In our opinion, some of the most remarkable opportunities for light quenching result from the use of separate excitation (Ex) and quenching (q) pulses, as are illustrated schematically in Figure 11. A quenching pulse at time t_q, can result in an instantaneous decrease in the fluorescence intensity (lower left), which in effect reduces the mean decay time of the sample. If the spectral relaxation time is comparable to the mean lifetime, then one expects the emission spectrum to display a blue shift upon light quenching (lower right). The anisotropy can also be altered by the quenching pulse. If the absorption and emission moments are parallel, a vertically polarized quenching pulse creates an instantaneous decrease in anisotropy, and a horizontally polarized quenching pulse increases the anisotropy (--, upper right).

The illustration of light quenching in Figure 11 suggests the use of time-resolved measurements to measure the perturbed decays of intensity of anisotropy. While such measurements may be informative, considerable information is available from stationary measurements of the emission spectrum or anisotropy in the presence and absence of the quenching pulse. Recall that the steady-state anisotropy and emission center of gravity $\left({\overline{v}}_{\text{cg}}\right)$ are averages of the time-resolved values over the lifetime of the samples,

$$r=\frac{{\int }_0^{\infty }r\left(t\right)I\left(t\right)\text{d}t}{\int I\left(t\right)\text{d}t}$$ (42)

$${\overline{v}}_{cg}=\frac{{\int }_0^{\infty }{\overline{v}}_{cg}\left(t\right)I\left(t\right)\text{d}t}{{\int }_{0}I\left(t\right)\text{d}t}$$ (43)

where ${\overline{v}}_{cg}\left(t\right)$ is the time-resolved emission center-of-gravity on the wavenumber scale. Light quenching by a delayed quenching pulse can be used to vary the intensity decay I(t) and thereby alter the time available for rotational diffusion or spectral relaxation, providing “lifetime-resolved” measurements of the steady-state anisotropy and the emission spectrum.

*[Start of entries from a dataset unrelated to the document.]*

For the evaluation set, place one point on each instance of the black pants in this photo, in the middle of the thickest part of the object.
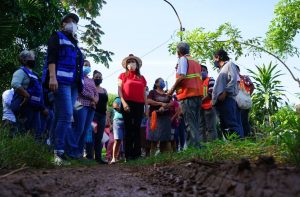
(132, 122)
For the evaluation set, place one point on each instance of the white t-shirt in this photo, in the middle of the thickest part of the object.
(6, 100)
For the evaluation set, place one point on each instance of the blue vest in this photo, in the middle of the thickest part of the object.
(66, 66)
(34, 89)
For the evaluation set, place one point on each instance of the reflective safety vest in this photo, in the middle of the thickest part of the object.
(207, 104)
(66, 66)
(191, 85)
(34, 89)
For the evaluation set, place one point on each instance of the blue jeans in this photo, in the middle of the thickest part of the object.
(64, 100)
(191, 114)
(95, 148)
(230, 116)
(77, 136)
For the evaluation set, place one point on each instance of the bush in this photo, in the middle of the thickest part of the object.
(23, 150)
(286, 123)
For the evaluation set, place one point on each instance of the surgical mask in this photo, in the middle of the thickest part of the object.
(71, 28)
(30, 63)
(216, 64)
(97, 81)
(86, 70)
(131, 66)
(162, 85)
(204, 74)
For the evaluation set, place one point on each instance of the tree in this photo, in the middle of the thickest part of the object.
(28, 24)
(268, 93)
(283, 28)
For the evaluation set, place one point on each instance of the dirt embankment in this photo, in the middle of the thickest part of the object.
(192, 178)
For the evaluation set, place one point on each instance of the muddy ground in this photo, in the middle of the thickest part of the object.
(190, 178)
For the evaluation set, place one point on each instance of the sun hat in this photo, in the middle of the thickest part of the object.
(69, 15)
(131, 56)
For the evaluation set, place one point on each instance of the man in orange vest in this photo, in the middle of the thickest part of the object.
(208, 116)
(246, 84)
(189, 92)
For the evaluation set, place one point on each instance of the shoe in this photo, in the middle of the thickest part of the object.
(61, 160)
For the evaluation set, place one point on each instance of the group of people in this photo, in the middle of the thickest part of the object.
(71, 107)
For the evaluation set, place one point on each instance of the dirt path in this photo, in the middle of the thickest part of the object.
(190, 178)
(100, 180)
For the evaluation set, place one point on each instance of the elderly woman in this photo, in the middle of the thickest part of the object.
(132, 92)
(28, 98)
(83, 115)
(160, 103)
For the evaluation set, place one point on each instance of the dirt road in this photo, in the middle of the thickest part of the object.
(191, 178)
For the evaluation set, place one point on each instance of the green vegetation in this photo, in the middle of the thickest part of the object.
(23, 150)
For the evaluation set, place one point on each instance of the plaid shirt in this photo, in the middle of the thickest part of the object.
(88, 93)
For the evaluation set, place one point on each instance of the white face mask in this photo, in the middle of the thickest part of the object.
(131, 66)
(71, 28)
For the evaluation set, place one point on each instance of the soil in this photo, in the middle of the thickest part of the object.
(190, 178)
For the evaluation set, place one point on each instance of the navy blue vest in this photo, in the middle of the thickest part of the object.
(34, 89)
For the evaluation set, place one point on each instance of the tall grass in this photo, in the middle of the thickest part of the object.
(23, 150)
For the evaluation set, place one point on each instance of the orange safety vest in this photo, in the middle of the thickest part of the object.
(243, 86)
(191, 85)
(207, 104)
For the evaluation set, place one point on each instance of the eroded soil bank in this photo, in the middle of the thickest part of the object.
(190, 178)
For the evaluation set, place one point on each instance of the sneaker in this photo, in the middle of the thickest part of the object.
(60, 160)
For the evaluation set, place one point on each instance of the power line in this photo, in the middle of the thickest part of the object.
(149, 52)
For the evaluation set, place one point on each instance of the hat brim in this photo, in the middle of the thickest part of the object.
(70, 15)
(131, 57)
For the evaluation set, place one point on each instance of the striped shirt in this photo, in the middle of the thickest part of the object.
(88, 93)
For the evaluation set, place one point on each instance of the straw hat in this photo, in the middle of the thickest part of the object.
(131, 56)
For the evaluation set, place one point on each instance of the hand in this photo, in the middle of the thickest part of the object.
(45, 112)
(53, 85)
(222, 96)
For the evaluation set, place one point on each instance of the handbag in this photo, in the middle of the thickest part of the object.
(243, 99)
(16, 102)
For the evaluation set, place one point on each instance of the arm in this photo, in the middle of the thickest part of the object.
(125, 105)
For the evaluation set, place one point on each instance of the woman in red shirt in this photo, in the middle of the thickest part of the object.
(132, 92)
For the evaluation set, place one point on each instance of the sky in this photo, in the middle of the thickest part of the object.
(146, 27)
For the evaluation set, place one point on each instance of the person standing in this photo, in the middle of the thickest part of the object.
(83, 117)
(224, 91)
(208, 119)
(8, 117)
(132, 92)
(247, 85)
(63, 76)
(28, 91)
(189, 92)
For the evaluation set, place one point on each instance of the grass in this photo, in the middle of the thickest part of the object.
(23, 150)
(220, 150)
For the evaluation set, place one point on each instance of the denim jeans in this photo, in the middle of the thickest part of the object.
(245, 121)
(230, 116)
(95, 147)
(208, 123)
(191, 113)
(77, 136)
(64, 100)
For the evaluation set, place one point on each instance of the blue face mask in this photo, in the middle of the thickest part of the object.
(204, 74)
(86, 70)
(216, 64)
(162, 85)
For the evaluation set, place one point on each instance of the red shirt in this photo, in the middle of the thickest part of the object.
(133, 87)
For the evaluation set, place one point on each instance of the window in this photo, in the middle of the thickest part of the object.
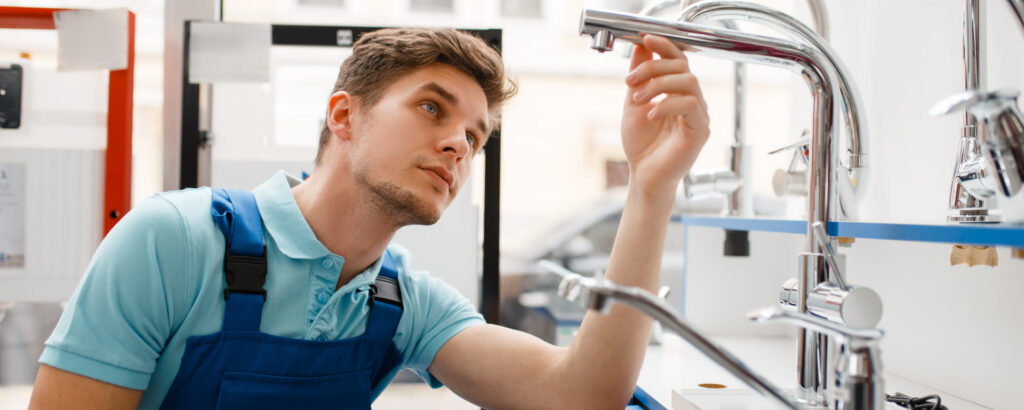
(521, 8)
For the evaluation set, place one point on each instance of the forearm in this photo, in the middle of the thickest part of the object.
(606, 355)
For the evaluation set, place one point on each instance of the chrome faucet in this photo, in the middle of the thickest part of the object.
(858, 381)
(735, 181)
(598, 295)
(990, 156)
(852, 172)
(818, 66)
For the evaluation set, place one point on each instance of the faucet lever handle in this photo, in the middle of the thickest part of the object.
(954, 103)
(815, 324)
(803, 140)
(821, 237)
(974, 99)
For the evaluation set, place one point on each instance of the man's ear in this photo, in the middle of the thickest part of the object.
(339, 114)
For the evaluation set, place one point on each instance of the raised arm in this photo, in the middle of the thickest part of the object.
(501, 368)
(56, 388)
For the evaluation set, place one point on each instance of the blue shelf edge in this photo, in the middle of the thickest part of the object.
(981, 235)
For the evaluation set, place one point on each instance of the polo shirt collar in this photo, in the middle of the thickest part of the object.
(291, 232)
(284, 220)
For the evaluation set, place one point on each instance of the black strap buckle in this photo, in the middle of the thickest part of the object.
(245, 274)
(386, 289)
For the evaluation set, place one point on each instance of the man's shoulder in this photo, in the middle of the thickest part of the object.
(178, 215)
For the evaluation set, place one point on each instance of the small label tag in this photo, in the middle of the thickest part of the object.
(344, 37)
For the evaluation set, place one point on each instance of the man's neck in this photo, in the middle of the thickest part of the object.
(345, 222)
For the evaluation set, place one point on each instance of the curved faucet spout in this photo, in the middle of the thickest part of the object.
(599, 294)
(851, 185)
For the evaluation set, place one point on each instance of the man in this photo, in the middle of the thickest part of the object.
(410, 111)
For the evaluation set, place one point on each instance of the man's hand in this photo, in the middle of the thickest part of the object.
(501, 368)
(662, 138)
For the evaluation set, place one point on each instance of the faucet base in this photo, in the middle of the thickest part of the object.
(973, 216)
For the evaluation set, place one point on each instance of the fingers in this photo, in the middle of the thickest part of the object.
(664, 47)
(679, 84)
(655, 68)
(640, 54)
(688, 107)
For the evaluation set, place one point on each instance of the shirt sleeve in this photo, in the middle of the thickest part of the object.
(123, 312)
(438, 312)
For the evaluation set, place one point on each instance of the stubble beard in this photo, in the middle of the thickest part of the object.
(398, 203)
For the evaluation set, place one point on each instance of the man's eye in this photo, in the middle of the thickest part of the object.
(430, 108)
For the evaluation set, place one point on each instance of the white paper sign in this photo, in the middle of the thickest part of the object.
(11, 215)
(228, 52)
(92, 39)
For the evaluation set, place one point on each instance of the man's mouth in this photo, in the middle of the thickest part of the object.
(441, 174)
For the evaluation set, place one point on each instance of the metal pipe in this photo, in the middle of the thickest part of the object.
(967, 206)
(855, 178)
(811, 65)
(599, 295)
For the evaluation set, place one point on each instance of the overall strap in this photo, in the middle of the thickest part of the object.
(237, 215)
(385, 312)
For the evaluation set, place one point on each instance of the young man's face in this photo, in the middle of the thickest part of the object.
(414, 148)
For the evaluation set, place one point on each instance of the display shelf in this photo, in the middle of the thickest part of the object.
(980, 235)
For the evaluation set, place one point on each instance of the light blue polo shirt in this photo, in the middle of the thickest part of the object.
(158, 279)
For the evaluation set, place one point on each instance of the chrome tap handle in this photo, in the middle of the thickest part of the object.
(821, 237)
(955, 103)
(814, 323)
(600, 293)
(859, 382)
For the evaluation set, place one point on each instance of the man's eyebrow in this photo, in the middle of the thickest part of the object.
(451, 98)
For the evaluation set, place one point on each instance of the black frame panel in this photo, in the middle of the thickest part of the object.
(193, 137)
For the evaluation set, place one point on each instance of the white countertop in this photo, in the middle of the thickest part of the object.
(674, 370)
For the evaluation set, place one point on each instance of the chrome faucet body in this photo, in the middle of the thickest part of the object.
(598, 295)
(735, 182)
(853, 174)
(859, 384)
(986, 162)
(822, 73)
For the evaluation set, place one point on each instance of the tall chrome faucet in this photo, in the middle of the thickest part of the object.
(822, 72)
(858, 383)
(990, 157)
(734, 182)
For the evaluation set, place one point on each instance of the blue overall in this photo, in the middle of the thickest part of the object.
(242, 368)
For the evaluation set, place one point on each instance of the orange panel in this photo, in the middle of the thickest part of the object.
(117, 188)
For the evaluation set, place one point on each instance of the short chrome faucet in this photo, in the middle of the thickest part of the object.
(858, 380)
(990, 156)
(851, 171)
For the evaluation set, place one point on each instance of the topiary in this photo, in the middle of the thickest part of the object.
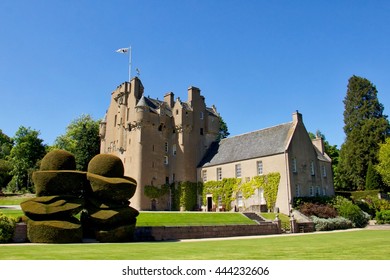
(106, 165)
(7, 228)
(58, 160)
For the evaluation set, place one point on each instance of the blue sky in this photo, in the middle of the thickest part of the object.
(257, 61)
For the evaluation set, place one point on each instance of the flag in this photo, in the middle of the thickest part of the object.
(122, 50)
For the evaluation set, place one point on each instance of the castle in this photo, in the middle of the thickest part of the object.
(167, 141)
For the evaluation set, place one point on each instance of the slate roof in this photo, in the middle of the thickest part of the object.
(260, 143)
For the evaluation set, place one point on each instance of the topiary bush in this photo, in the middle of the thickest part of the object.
(319, 210)
(106, 165)
(383, 217)
(7, 228)
(58, 160)
(322, 224)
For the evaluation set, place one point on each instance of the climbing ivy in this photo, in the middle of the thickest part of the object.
(229, 187)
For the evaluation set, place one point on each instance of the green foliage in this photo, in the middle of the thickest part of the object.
(383, 217)
(106, 165)
(24, 156)
(6, 144)
(350, 211)
(58, 160)
(7, 228)
(226, 189)
(319, 210)
(81, 139)
(54, 231)
(365, 127)
(5, 173)
(322, 224)
(154, 192)
(383, 166)
(373, 179)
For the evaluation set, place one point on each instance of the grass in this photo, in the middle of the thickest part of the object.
(342, 245)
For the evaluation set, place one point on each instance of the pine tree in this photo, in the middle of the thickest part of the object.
(365, 127)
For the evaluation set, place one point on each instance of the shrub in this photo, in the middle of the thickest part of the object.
(383, 217)
(7, 228)
(106, 165)
(58, 160)
(319, 210)
(348, 210)
(331, 224)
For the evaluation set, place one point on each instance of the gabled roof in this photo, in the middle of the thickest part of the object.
(260, 143)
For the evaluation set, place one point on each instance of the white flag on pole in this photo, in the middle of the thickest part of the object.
(122, 50)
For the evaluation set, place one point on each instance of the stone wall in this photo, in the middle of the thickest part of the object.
(196, 232)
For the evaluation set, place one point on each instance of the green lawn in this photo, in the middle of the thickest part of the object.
(343, 245)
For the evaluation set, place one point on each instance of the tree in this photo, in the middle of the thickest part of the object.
(81, 139)
(365, 127)
(6, 144)
(223, 129)
(383, 166)
(24, 157)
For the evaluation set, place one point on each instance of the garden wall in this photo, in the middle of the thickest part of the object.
(196, 232)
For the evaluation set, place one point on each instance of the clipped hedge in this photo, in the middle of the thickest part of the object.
(58, 160)
(48, 183)
(106, 165)
(322, 224)
(111, 189)
(54, 231)
(52, 207)
(7, 228)
(383, 217)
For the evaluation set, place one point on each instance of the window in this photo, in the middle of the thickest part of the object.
(311, 191)
(259, 168)
(312, 168)
(324, 171)
(297, 190)
(238, 170)
(174, 149)
(204, 175)
(219, 174)
(294, 165)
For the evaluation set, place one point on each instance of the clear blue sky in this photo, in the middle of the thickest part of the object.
(258, 61)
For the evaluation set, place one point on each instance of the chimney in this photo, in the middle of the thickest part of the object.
(297, 117)
(169, 99)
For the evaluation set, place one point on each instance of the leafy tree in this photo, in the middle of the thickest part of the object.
(365, 127)
(24, 157)
(81, 139)
(383, 166)
(6, 144)
(223, 129)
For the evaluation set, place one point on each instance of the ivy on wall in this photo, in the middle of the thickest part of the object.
(229, 187)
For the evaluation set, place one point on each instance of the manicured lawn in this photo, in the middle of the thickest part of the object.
(343, 245)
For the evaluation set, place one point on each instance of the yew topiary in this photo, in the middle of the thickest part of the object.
(106, 165)
(58, 160)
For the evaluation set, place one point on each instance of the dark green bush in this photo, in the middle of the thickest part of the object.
(383, 217)
(106, 165)
(331, 224)
(318, 210)
(48, 183)
(111, 189)
(54, 231)
(58, 160)
(52, 207)
(7, 228)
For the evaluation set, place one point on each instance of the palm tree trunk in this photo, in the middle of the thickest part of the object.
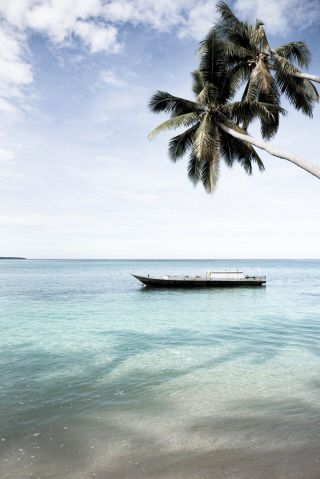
(307, 76)
(297, 160)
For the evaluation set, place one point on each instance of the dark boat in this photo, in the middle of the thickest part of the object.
(213, 279)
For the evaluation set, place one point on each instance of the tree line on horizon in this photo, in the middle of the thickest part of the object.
(236, 57)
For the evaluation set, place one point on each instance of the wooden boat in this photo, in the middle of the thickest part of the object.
(213, 279)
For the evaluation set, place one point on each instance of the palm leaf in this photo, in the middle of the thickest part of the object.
(262, 76)
(194, 168)
(162, 101)
(295, 51)
(178, 145)
(176, 122)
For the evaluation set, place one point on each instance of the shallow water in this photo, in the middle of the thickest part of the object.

Lifetime-resolved measurements offer significant experimental advantages. In previous studies we have used collisional quenching of fluorescence to decrease the decay times of fluorophores bound to proteins or membranes. Steady-state measurements under quenching conditions have been used to measure segmental motions of tryptophan residues in proteins,^35,36 hindered motions of diphenylhexatriene and perylene in lipid bilayers,^37,38 and spectral relaxation of solvent-sensitive probes bound to membranes.³⁹ We note that in contrast to collisional quenching, light quenching is rapidly reversible by blocking of the quenching beam. Hence, it will be possible to use lock-in amplifiers, homodyne and heterodyne phase sensitive detectors,⁴⁰ and other electronic filtering methods to detect small changes in the emission in response to periodic perturbation by the quenching beam.

In summary, light quenching of fluorescence provides a new method for study of the picosecond and femtosecond dynamics of fluorophores and macromolecules, as revealed by their fluorescence emissions. The use of light to control the intensity and anisotropy decay of fluorophores can be regarded as part of the increasing use of light to control a chemical or physical process. For example, light quenching could be used to induce nonzero anisotropies in systems where the anisotropy is initially zero, allowing subsequent time-resolved measurements of the anisotropy decay. Other examples include the use of light to control chemical reactions^41–43 and the use of intense light beams to act as “optical tweezers” which provide controlled trapping or movement of bacteria or subcellular organelles.^44,45 Light quenching is less developed than these topics, but one cannot predict the long-range application of controlling decay times by long-wavelength illumination.